According to the Nuffield Trust, “nobody wanted this [shortfall] to happen — it reflects a series of failures and accidents whose effects are likely to continue”. Front and centre are problems with staffing: a target set in England to increase GP numbers by 5,000 by 2020 will most likely be missed, and one in three posts for specialty GP training don’t lead to a GP joining the NHS. Furthermore, two-thirds of GPs are retiring early, largely due to increased workloads and pressures, which is double the rate seen just five years ago.
It has been acknowledged publicly that there is no way of filling the gap between the supply of GPs and the population’s demand for the next few years. Although the number of GP training places is increasing, it takes at least three years for a junior doctor to become a GP, and so it will be a while before this boost in numbers is fully realised. For this interim period therefore, a solution is needed, and I truly believe the answer lies in technology.
There are several ways in which technology could help to bridge the gap.
Bringing Shared Services Together
Recommendations have already been made by the Nuffield Trust and other health think-tanks that greater use of other professions, such as physiotherapists, nurses, and pharmacists, could help to ease the pressure on GP services.

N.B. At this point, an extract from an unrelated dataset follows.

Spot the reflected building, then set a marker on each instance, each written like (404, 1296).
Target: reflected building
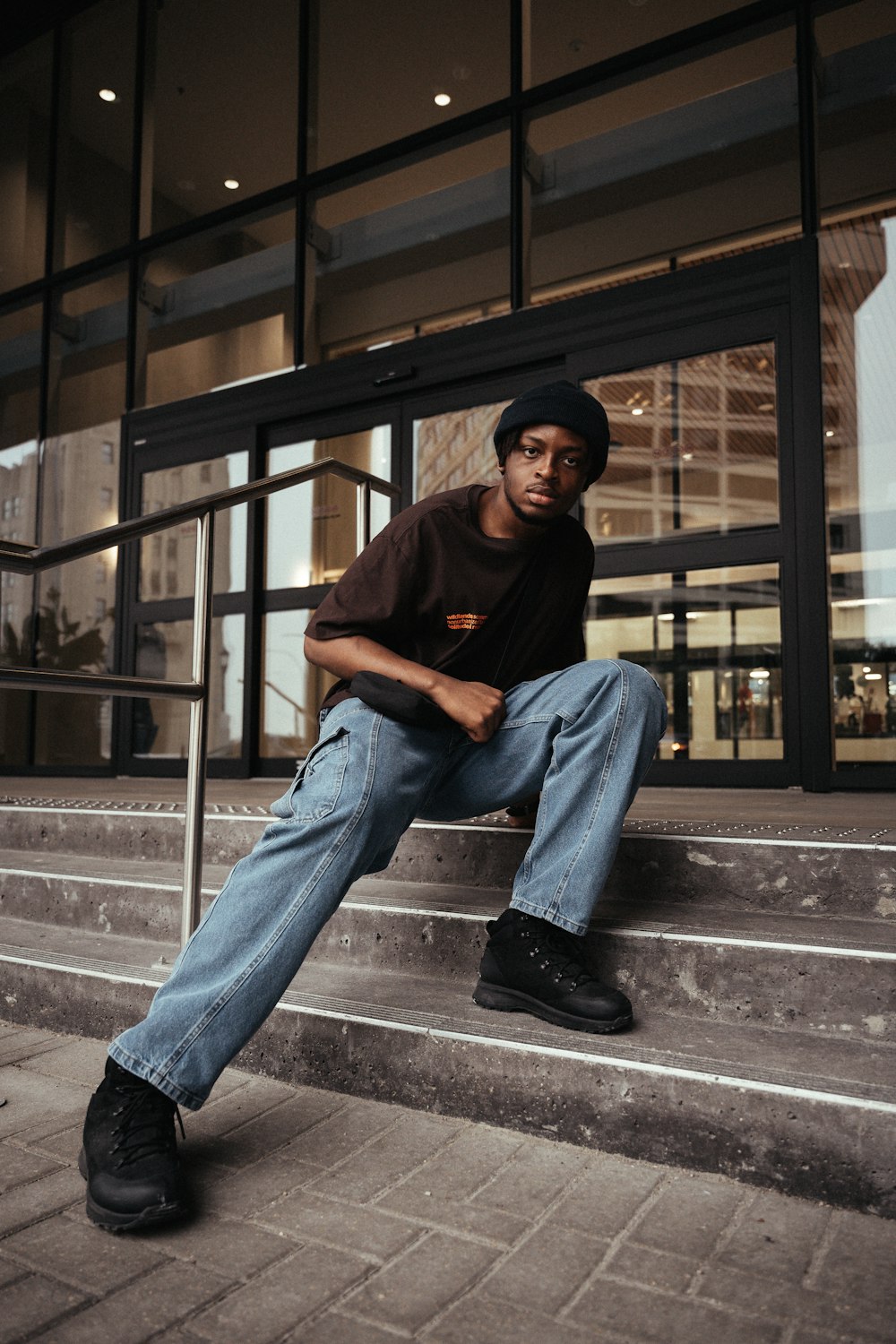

Currently, workflow between NHS departments and services remains largely paper-based, and each step in a patient’s treatment programme is organised manually. Very often, when a patient is released from hospital into the community, for example, they fall back under a GP’s care who then becomes responsible for organising their treatment package.
If shared NHS services became more tightly coordinated via a secure, centralised, digital workspace, decisions could be made more efficiently, without the GP needing to see a patient or act as the middleman. This would also help to create a better experience for patients, since they could also go direct to the NHS service they require, instead of via a GP first.

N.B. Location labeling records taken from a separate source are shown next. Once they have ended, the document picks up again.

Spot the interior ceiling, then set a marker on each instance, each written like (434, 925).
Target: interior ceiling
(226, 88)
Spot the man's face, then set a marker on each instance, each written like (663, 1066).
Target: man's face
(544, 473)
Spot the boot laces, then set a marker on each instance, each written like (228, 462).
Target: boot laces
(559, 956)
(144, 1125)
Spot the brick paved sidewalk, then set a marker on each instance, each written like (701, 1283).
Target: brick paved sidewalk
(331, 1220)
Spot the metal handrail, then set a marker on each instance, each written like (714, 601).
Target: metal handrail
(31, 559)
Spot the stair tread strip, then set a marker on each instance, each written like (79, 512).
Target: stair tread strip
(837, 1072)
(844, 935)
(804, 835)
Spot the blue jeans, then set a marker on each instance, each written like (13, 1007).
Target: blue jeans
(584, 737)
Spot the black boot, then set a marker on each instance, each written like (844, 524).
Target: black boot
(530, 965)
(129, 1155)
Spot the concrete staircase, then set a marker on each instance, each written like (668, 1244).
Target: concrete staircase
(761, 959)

Reaching Out to More Patients at Once
In appropriate circumstances, adopting a one-to-many approach, via technology, could help to ease a significant amount of burden on GPs.
Web conferencing technology could allow GPs to run a virtual weekly clinic for certain conditions, such as eczema, for example. These clinics could be used to update patients on new developments in medication and treatment and provide a forum for a focused Q&A, where knowledge could be shared efficiently. Questions of a more personal nature could be asked via a private chat pane with the GP.
Meeting software could also enable GPs to offer virtual appointments, to further boost efficiencies. Furthermore, as GP partners near retirement age, knowledge management will become critical, and if they have access to cloud-based patient data and meeting technology, they could continue to offer virtual appointments within their area of specialism on a part-time basis and from home.
Self-Management of Patient Data and Information
Cloud-based and digital workspace technology could ease the volume of admin for GPs, enabling patients to self-manage their personal data and information. Patients who need to regularly check their blood pressure or blood sugar levels, for example, could input these readings themselves, daily, meaning that physical GP appointments would be needed less often.
A Change of Mindset
Of course, the challenge with introducing new technology is the mindset change required. With many GP partners nearing retirement age, to secure buy-in, it will be crucial the technology is usable and reliable, to match or exceed consumer-grade technology. GPs must expect some unintended consequences as there would be with the introduction of any new technology, but to address this it is crucial that they continue to innovate as the technology improves. In my mind it is entirely possible that with the right attitude and investment, technology can be used to bridge the current shortfall that we have in GPs across the country.